Industry groups are on the cusp of a big win this week as the House is expected to approve a pair of cybersecurity bills, following a years-long push from the business community.
Trade groups are banking that this is finally the year that Congress will pass legislation that would give companies liability protection when sharing data about hacks with the government.
{mosads}The bills have been around in some form for nearly five years, but calamitous cyberattacks on Home Depot, Target and Sony have forced the hands of lawmakers in Congress.
“Maybe Sony was the straw that broke the camel’s back,” said Norma Krayem, a lobbyist with Squire Patton Boggs who co-chairs the firm’s cybersecurity industry group. “I think there’s simply no way members of Congress and the private sector can continue to move forward without addressing this problem.”
For many in the business community, the advancing legislation could be the culmination of nearly five years of meeting on Capitol Hill trying to convince lawmakers that cybersecurity should be a top priority.
“This is the one piece that’s never been able to get across the finish line,” said Jessica Herrera-Flanigan, a lobbyist at Monument Policy Group, which represents tech giants like Microsoft.
And, she added, it’s “the key piece.”
Groups like the U.S. Chamber of Commerce and Financial Services Roundtable (FSR) have long lobbied for the measures. They say sharing cyber threat data without legal protections could expose companies to frivolous shareholder lawsuits and possible regulatory action.
Lobbyists describe a stark change over the past two to three years in the way lawmakers approach cybersecurity.
In the past, meetings involved describing how hackers posed an economic threat to U.S. businesses and a national security threat to critical networks.
Now every office wants to know how it can get involved.
“We’re not going into offices having to explain this is a real threat to financial institutions,” said Jordan Quinn, policy manager for FSR, a major finance industry trade group pushing for cybersecurity legislation.
Discussions in 2011, 2012, Quinn said, were “drastically different than our conversations today.”
The House has even dubbed this week “cyber week” because of the votes occurring Wednesday and Thursday.
“This has gotten a ton of publicity,” Quinn added. “Staff is talking about it in the hallway.”
FSR even plastered roughly 200 Metro cars with banners so Capitol Hill staffers are reminded of the bills’ importance on their way to work throughout the week.
“There’s a lot of buzz around the work cybersecurity,” Quinn said. “Cybersecurity really is the buzzword of the year.”
While the Hollywood infighting revealed in emails leaked during the Sony hack made cybersecurity a gossipy topic, lobbyists say it was actually the Edward Snowden leaks that forced Congress to seriously address the privacy concerns that have repeatedly felled attempts to pass a threat-sharing bill.
Two or three years ago, privacy considerations “were not as front and center as they should have been,” Krayem said.
Snowden changed that. His revelations of massive government spying programs sparked a heated debate on Capitol Hill about how to protect Americans’ digital data.
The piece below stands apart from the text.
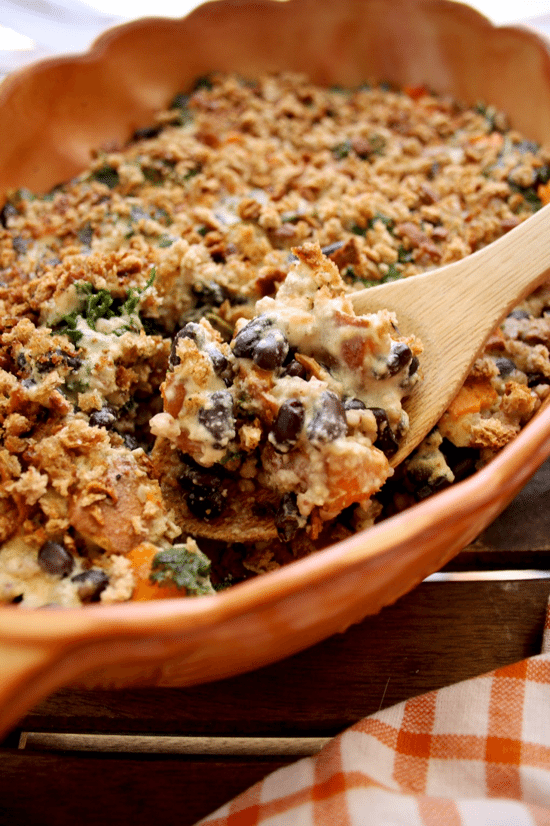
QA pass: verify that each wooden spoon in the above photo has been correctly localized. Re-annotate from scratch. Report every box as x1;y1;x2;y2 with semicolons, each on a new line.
351;202;550;466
When Congress approached the threat-sharing bills this year, it worked to inject clear carve-outs and forceful anti-surveillance language to mitigate privacy concerns.
The House bills — one from the Intelligence Committee, another from Homeland Security — would not give companies liability protections for sharing data directly with the National Security Agency or the Defense Department.
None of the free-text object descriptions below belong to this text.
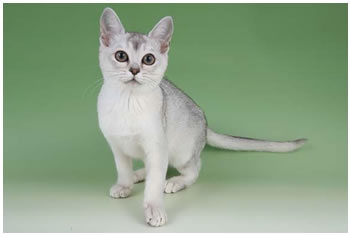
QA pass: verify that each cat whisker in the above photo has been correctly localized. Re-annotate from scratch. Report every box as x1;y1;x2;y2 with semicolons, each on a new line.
82;78;104;100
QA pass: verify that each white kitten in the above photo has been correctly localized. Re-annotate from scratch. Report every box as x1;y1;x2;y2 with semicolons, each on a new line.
97;8;307;227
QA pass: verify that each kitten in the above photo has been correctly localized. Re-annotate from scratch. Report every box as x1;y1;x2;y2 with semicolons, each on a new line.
97;8;307;227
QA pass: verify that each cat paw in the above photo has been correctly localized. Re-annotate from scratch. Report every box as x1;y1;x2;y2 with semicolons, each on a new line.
109;184;132;198
133;168;145;184
144;203;168;227
164;177;186;194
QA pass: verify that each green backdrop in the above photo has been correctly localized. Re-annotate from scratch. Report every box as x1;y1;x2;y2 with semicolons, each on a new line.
4;3;347;232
The bill from the Intelligence panel also includes sentences declaring it grants no new surveillance authority.
While the changes haven’t completely won over privacy groups, they have brought on a number of previously skeptical Democrats and potentially even the Obama administration.
White House cybersecurity coordinator Michael Daniel has said he believes there is a way to work forward with all bills on the table.
If the House passes its two bills, analysts don’t see any major barriers to uniting the language of the two before sending something to the Senate.
Lawmakers are able to combine two similar yet separate bills after passage if the process is agreed to before either hits the floor.
House committee leaders also based their language in large part on the Senate’s companion legislation, the Cybersecurity Information Sharing Act (CISA), hoping for a frictionless merger of the two chambers’ bills.
But lawmakers haven’t crossed the finish line just yet.
Amendments filed into the House Rules Committee throughout Monday. Across the Capitol complex, a growing number of senators are planning to offer substantial amendments to CISA on the floor.
Major cybersecurity bills have neared the finish line before, Herrera-Flanigan cautioned. While small portions got through — measures to bolster the government’s cyber workforce and clarify agencies’ cyber responsibilities, for instance — information sharing has been left out.
“The one piece that has not been addressed has been the information-sharing piece,” she said.